Running IntelliTrace on Applications in Production

Esther Fan

After we released IntelliTrace in Visual Studio 2010 Ultimate, customers commonly asked us about debugging applications with IntelliTrace outside Visual Studio or Microsoft Test Manager. This can be very useful in an environment where your application has a repeatable problem, but you can’t attach a debugger, and you have to dig into code to find out what went wrong. Collecting IntelliTrace data might be the easiest and best way to help you resolve the problem.

So in Visual Studio 11, we’re including the capability to deploy IntelliTrace as a standalone data collector, which you can download here. We’ll first support applications hosted on Internet Information Services (IIS) versions 7.0 and later. You can also use PowerShell with the collector for IIS-hosted applications.

Here’s a demonstration.

Configuring IntelliTrace to Collect Data

IntelliTrace can gather significant amounts of data, so how much IntelliTrace affects your application’s performance depends on both the quantity of data IntelliTrace collects and the kind of code that’s analyzed at runtime.  We’ll provide more details about how IntelliTrace affects performance in a later post.

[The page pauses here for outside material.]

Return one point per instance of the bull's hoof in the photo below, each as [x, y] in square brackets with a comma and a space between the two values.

When IntelliTrace starts, the collection plan that is passed to the collection engine determines the kind of data collected and how it’s collected. Often, your best approach is to have IntelliTrace collect full data for all method calls in the target assemblies, which includes:

  • Details about parameters passed into method calls
  • Data returned from method calls

This approach affects application performance the most, but you’ll get the most data to help you analyze and resolve the problem.

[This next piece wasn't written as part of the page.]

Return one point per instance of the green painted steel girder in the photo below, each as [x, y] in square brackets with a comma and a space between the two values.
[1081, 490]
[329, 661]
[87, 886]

The standalone collector comes with two collection plans:

  • collection_plan.ASP.NET.default.xml

This version is more lightweight and collects only IntelliTrace events, no full method call details. It does a great job recording information about exceptions, database calls, and requests to the Web server, but it doesn’t have method call detail for deep analysis.

  • collection_plan.ASP.NET.trace.xml

This version includes everything in the default plan plus full calls details.

With either plan, we recommend that you start IntelliTrace data collection, reproduce the problem, and then stop collection. You can take resulting log that IntelliTrace creates, open it in Visual Studio 11 Ultimate, and analyze it. You can also edit a collection plan manually.

To learn more about debugging applications with IntelliTrace, in production or any other environment, check out the IntelliTrace hands-on-lab that comes with the preconfigured virtual machine, Ian Huff’s blog, or Debugging with IntelliTrace in the MSDN Library.